Competition from Chinese electric vehicle makers is growing, production costs are rising, and US tariffs have also hit earnings. According to Euro News, these factors together have put a lot of pressure on the 10-brand group.

“In total, around 50,000 jobs are due to be cut by 2030 across the Volkswagen Group in Germany,” Volkswagen CEO Oliver Blume said in a letter to shareholders in the company’s annual report.

Volkswagen layoffs 2026: Profits take a big hit

According to the Euro News, Volkswagen Group saw its profits nearly cut in half in 2025, hitting €6.9 billion, marking the company’s worst result since the diesel emissions scandal almost a decade ago. The slump comes as trade conflicts, challenges in China, and a strategic shift at Porsche weigh heavily on Europe’s largest carmaker.

In response to the crisis, the group plans to cut 50,000 jobs in Germany by 2030. “This is a tough environment, and we need to adapt to stay competitive,” said Blume during a press briefing in Wolfsburg on Tuesday. The job cuts go beyond the 35,000 reductions already agreed with trade unions at the end of 2024.

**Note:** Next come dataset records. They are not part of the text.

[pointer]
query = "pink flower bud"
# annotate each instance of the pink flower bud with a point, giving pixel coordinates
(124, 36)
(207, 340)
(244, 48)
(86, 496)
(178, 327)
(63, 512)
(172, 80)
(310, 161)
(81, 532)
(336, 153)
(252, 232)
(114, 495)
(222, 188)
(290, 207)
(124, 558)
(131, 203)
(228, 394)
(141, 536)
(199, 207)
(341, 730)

According to Euro News, revenue remained steady at around €322 billion, but operating profit nearly halved to €8.9 billion. CFO Arno Antlitz highlighted the difficult conditions, pointing to “geopolitical tensions, new trade barriers, and increasing competition, particularly from China.”

Volkswagen shares, however, rose almost 3.7% in Frankfurt, after Donald Trump commented on Iran sanctions and a potential end to the conflict.

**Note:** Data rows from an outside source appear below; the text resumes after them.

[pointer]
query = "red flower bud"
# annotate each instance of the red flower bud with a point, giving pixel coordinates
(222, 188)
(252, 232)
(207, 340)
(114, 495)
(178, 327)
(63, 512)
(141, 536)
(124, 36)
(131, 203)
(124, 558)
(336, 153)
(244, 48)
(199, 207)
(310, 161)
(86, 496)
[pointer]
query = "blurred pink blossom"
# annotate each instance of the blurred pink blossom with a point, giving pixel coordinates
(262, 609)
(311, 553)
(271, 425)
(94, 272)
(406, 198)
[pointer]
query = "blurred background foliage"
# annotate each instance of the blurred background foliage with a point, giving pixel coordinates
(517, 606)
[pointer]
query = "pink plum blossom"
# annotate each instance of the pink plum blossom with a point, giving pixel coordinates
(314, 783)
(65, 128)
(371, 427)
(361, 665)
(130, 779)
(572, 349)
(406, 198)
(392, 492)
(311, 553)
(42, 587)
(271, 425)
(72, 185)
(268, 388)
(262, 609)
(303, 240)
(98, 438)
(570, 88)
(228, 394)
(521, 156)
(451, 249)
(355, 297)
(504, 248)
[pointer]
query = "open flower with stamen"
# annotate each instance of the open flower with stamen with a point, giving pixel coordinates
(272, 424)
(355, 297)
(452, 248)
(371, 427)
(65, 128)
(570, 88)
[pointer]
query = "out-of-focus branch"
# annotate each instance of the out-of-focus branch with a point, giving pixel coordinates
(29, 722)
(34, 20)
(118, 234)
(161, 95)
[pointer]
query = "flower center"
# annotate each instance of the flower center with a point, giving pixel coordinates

Volkswagen layoffs: Which brands will be affected?

Volkswagen had already agreed with trade unions at the end of 2024 to cut 35,000 jobs by 2030 at its main Volkswagen brand. This was part of a larger plan to save €15 billion a year, according to AFP.

The new cuts will come from premium brands like Audi and Porsche, as well as Volkswagen’s software subsidiary, Cariad, Blume added. This step is part of Volkswagen’s broader strategy to reduce costs and stay competitive amid global challenges.

Volkswagen layoffs: Problems in China and the US

Volkswagen did grow in Europe, but it wasn’t enough to offset declines in China and North America. Trump-era tariffs hit Volkswagen’s US sales hard. Changes to environmental rules and the loss of government subsidies slowed demand for electric vehicles, affecting projects like the new Scout electric pick-up truck plant.

According to Euro News, in China, Volkswagen’s most important growth market, local rivals like BYD, Geely, and Nio are closing the technology gap and capturing more market share. Volkswagen is responding with an “in China for China” strategy, focusing on local development and supply chains.

Porsche, the sports car brand, has felt the impact more than most. Chinese sales dropped, and the brand absorbed the costs of changing strategy.

Back in  2015, Volkswagen was caught installing software in diesel vehicles to cheat emissions tests. The scandal wiped billions off the company’s market value, led to criminal prosecutions, and cost the group over €30 billion in fines, settlements, and recalls worldwide. Experts now believe the current struggles could be even more damaging.

Even so, there are signs of recovery. The final quarter of 2025 showed better performance than earlier in the year. Volkswagen expects profitability to improve in 2026, with an operating margin forecast of 4.0–5.5%, up from 2.8% in 2025.